Prof. Schaar read extracts from his forthcoming biography of Eqbal (publisher being negotiated) for which he visited Pakistan in 2004, and found "the legacy of a global peacemaker".

Margaret Cerullo talked briefly of the two turning points for Eqbal. One was the 1982 invasion of Lebanon, when the Arab states failed to respond, when he predicted that this "would turn up the heat of Islamic outrage". The second was the Gulf War of 1991, when Iraq was accused of unlawful seizure of land and development of nuclear weapons – charges that can also be laid at Israel's door, but no one has ever suggested invading it.
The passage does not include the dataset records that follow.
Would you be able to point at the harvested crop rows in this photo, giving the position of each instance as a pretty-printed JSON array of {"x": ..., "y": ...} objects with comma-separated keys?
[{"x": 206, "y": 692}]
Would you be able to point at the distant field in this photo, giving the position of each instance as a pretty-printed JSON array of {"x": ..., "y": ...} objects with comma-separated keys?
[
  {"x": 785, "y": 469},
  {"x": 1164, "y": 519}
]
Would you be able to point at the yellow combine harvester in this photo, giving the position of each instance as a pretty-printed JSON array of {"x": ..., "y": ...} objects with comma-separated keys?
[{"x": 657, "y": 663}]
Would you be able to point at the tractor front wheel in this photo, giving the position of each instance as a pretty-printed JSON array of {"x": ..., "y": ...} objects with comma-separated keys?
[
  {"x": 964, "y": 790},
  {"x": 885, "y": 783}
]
She talked about his theory of the "logic of counter-insurgency" and his argument that the gap between coercive military occupation and the determination of the occupied would only lead to a spiraling of violence and even genocide - an argument that has been all too well illustrated in present-day Iraq.

I spoke of Eqbal in the Pakistani context, someone who was "just Eqbal" to so many, regardless of differences like age, status and experience. Always courteous, he would listen attentively with genuine curiosity, then ask thought-provoking questions that provided new insight. He extended the same courtesy to those who opposed his progressive, secular world view -- from military dictators to religious extremists.